Last year, Call of Duty Infinite Warfare was released. This installment took the franchise into space for the very first time, complete with low-gravity fighting, robots and more. Meanwhile, the Battlefield franchise went back to its own World War roots with the release of Battlefield 1. This WWI shooter was as realistic as it was fun to play and fans of the franchise were pleased with the game’s journey back in time. Recent shooters have focused a lot on tech-assisted combat and have lost sight of the simplicity of traditionally skilled gun-fighting, so a game like Battlefield 1 really resonated with players in the genre.

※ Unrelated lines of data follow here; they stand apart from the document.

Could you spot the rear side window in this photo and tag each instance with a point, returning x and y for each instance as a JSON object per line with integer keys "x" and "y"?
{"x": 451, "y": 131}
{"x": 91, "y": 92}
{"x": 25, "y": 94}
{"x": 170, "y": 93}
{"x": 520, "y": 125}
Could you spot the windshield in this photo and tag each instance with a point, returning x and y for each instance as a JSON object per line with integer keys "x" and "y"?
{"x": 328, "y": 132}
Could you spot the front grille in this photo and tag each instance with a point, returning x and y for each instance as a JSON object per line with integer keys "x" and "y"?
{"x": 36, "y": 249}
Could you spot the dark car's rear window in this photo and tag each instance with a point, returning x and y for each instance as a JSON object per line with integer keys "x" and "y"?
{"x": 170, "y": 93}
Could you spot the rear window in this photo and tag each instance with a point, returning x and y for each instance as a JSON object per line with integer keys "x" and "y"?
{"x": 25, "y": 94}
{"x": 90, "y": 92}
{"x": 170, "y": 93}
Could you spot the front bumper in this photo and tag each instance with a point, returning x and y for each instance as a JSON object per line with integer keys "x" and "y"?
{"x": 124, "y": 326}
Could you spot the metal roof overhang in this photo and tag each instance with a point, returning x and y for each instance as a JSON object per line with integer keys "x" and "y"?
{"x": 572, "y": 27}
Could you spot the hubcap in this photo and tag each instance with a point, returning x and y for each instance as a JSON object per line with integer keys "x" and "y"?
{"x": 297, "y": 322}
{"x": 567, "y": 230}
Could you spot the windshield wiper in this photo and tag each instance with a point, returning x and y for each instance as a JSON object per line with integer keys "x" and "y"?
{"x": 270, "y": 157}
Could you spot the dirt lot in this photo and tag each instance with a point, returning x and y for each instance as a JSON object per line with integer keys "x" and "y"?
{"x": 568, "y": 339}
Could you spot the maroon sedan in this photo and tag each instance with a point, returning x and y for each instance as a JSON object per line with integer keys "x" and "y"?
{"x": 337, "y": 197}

Call of Duty Infinite Warfare in Space

Source: Activision

As you might expect, Call of Duty didn’t fare too well given these circumstances and Activision CEO Eric Hirshberg made that clear when reiterating that Infinite Warfare “didn’t appeal to [its] fans.”  But Call of Duty is returning to its roots. However, we need more than just a setting change this time around. We need a whole reinvention of what the Call of Duty franchise is. Call of Duty has evolved into an “arcade-like” shooter and in a world with games like Battlefield 1, Overwatch and Titanfall 2, it needs to stand out from the rest in a way it has never done before.

The Untapped Era

When Call of Duty first came out it was breath of fresh air. It put a modern, fast-paced spin on World War II combat that Battlefield 1942 didn’t quite capture. The original Call of Duty was designed with eSports in mind as well and didn’t rely on traditional arena-based layouts like in Doom or Quake. It was a game rooted in gritty, historical realism and the sum of its parts set it apart from its competitors. This doesn’t mean that the new Call of Duty necessarily needs to return to World War II, but it should revisit eras like it to replicate the same feel the original had. Call of Duty could re-visit World War I just like Battlefield 1 did last year but that wouldn’t feel genuine. Call of Duty has a chance to set itself apart again and it should do it by venturing into a still under served era of warfare…the Vietnam War.

The Vietnam War era would be the perfect place for Call of Duty’s next title. Imagine dense, intelligently designed jungle environments rendered in the graphics of today. Natural, swaying flora and fauna, low river beds with high, vertical cliff faces, places like this would allow for combat of all kinds, from intense river bed skirmishes to slow and deliberate tree sniping. You could even take battles into small, indigenous huts scattered across the jungle and set traps as you weave in and out.

It would be so refreshing to revisit the lush, colorful environments of the jungle after years of the bland and drab. Remember the feeling you had when you played Far Cry for the first time? Call of Duty has a chance to recreate that exact feeling by building a tropical setting just like the one that made Far Cry great. There is so much to explore in a setting like this and not just from a purely environmental standpoint either.

In the Brush of the Vietnam War

Source: The Atlantic

A New Story

A new setting also allows Call of Duty the opportunity to create a new and engaging story not unlike the ones it has created in the past. I still remember the feeling I had storming the beaches of Normandy in the original Call of Duty. The intense action and incredible sounds created a moment unlike anything I’d ever experienced. We may not have won the Vietnam War, but its intensity and history are begging to be fashioned into something special. From guerilla warfare to cleverly hidden traps, The Vietnam War is the perfect jumping off point for this new era of Call of Duty.

Call of Duty typically drops a new title in November of this year, so by April or May of this year, I’m sure we’ll know where the franchise is headed. The team at Sledgehammer Games has created incredible games in the past they have the potential to do the same with this new Call of Duty. Will they do it? I cannot wait to find out.